Commands for debugging and troubleshoot VPN tunnel problems:

The ASA debugs for tunnel negotiation are:

  • debug crypto ikev2 protocol
  • debug crypto ikev2 platform

The ASA debug for certificate authentication is:

  • debug crypto ca

VPN Tunnel reset:

  • clear crypto ipsec sa peer <remote-peer-IP>

Learn more on Cisco TechNotes:

Configure IKEv1 IPsec Site-to-Site Tunnels with the ASDM or CLI on the ASA

Configure Site-to-Site IKEv2 Tunnel between ASA and Router

8. Tunnel initiation – Packet Capture

In this section we will take a deeper look how the IPsec IKEv2 Site-to-Site VPN Tunnel initiation looks like on the packet level. I will make packet capture on ASA1 and ASA2 outside interfaces at the same time and then interesting traffic will be generated to bring up the tunnel.

Knowledge base
  1. IKEv2 uses only four messages for the initial exchange (packets 1-4)
  2. IKE SA establishment and key generation (packets 1, 2) – IKE SA initial exchange
  3. Identity authentication and the establishment of the first pair of IPsec SAs (packets 3, 4) – Authentication exchange
  4. ESP packets n.5 – n.12 are our icmp encrypted traffic – the SPIs from source to destination and from destination to source are matching the SPIs in the ASA “show crypto ipsec details” details.
  5. first packet (packet n.1) is carrying initial information such as: Encryption Algorithm, Integrity Algorithm, Diffie-Hellman group. This comes from the initiation ASA1 IPsec configuration. For the successful initiation of the IPsec Tunnel there should be a match between initiator proposal (in our case ASA1) and the responder proposal (in our case ASA2)

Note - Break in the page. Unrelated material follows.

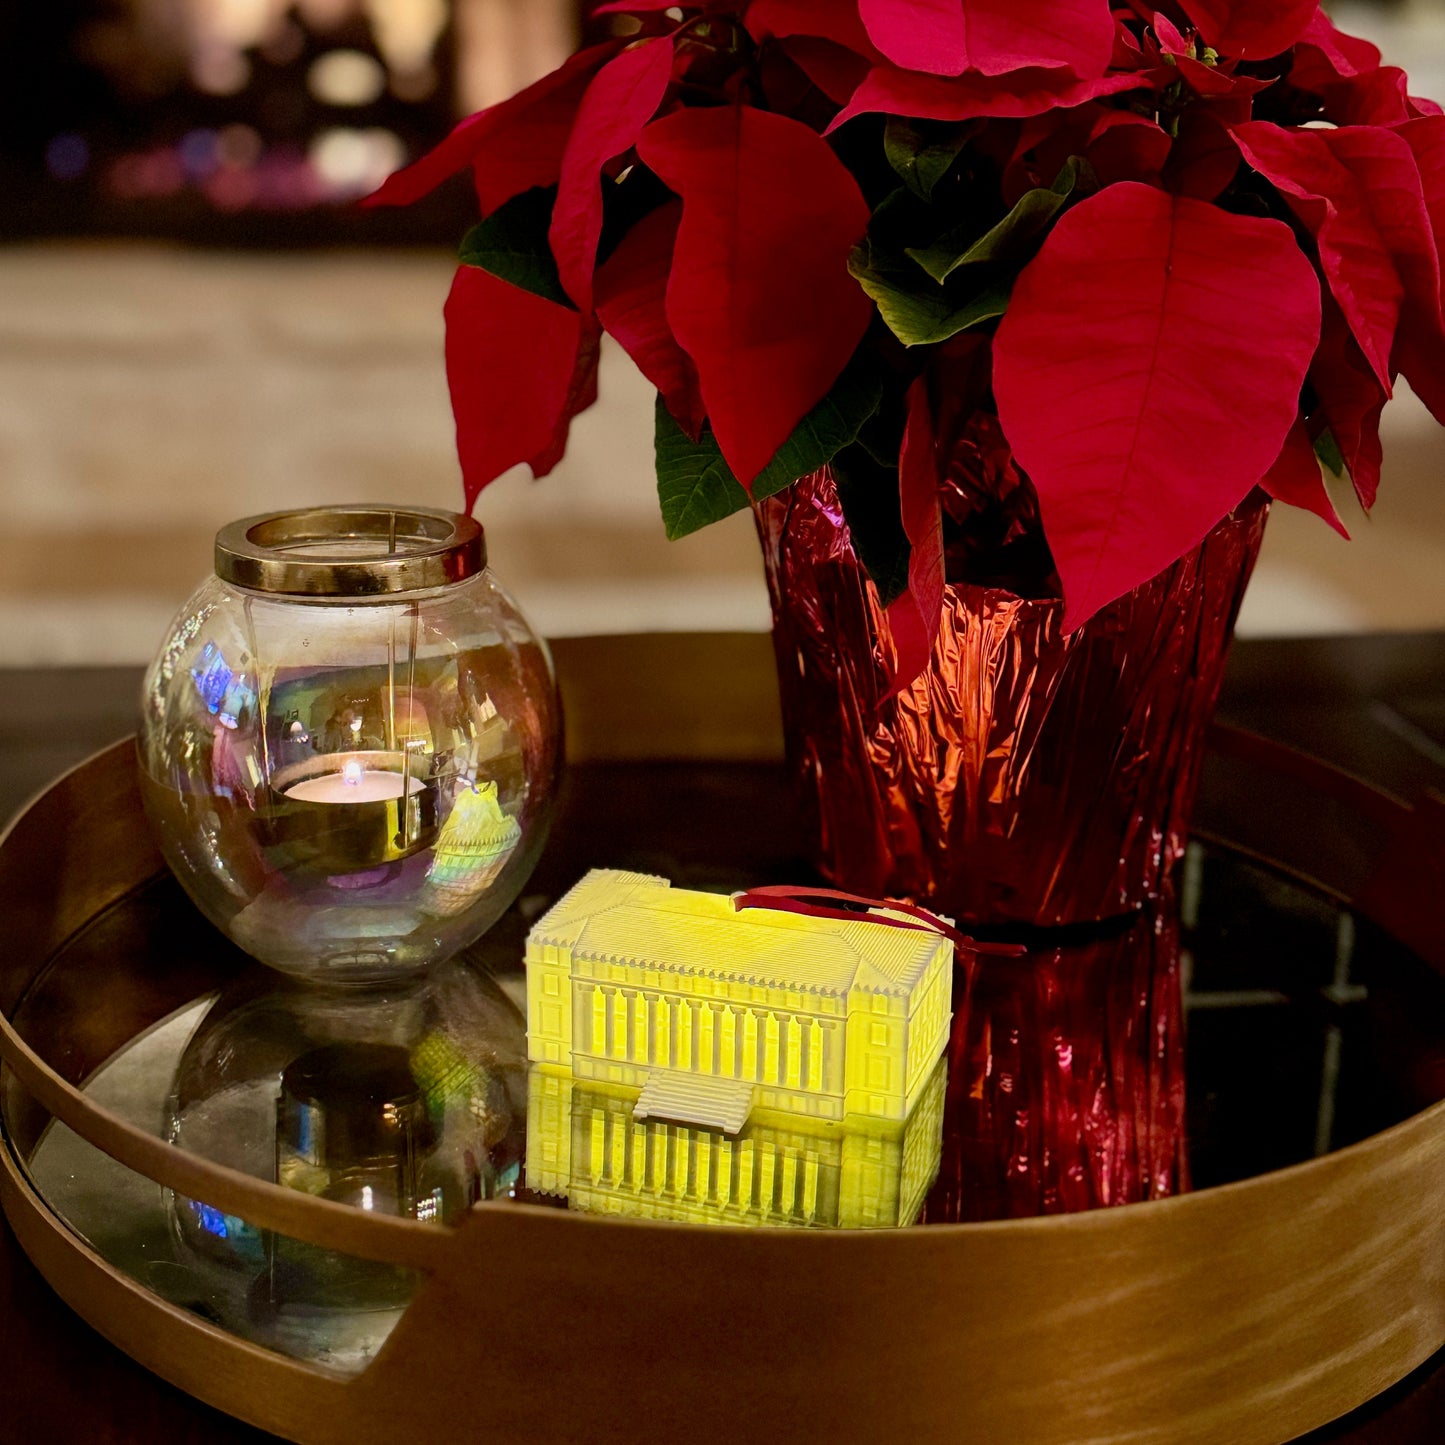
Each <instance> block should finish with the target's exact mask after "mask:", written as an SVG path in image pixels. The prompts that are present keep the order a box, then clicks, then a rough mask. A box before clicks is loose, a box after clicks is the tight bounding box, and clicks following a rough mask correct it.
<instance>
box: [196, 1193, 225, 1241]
mask: <svg viewBox="0 0 1445 1445" xmlns="http://www.w3.org/2000/svg"><path fill="white" fill-rule="evenodd" d="M191 1208H192V1209H195V1214H197V1218H198V1220H199V1221H201V1228H202V1230H205V1233H207V1234H214V1235H215V1237H217V1238H218V1240H224V1238H225V1235H227V1233H228V1231H227V1228H225V1215H224V1214H221V1211H220V1209H212V1208H211V1205H208V1204H195V1202H194V1201H192V1204H191Z"/></svg>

Let’s take a deeper look into the Payload:

The packet captures on both sides should be identical:

9. Conclusion

In this how to/tutorial I explained the basic theory to understand IPsec, how to configure Cisco ASA IPsec Tunnel with IKEv2, how to read and debug the IPsec parameter with help of tcpdump packet capture during tunnel initiation.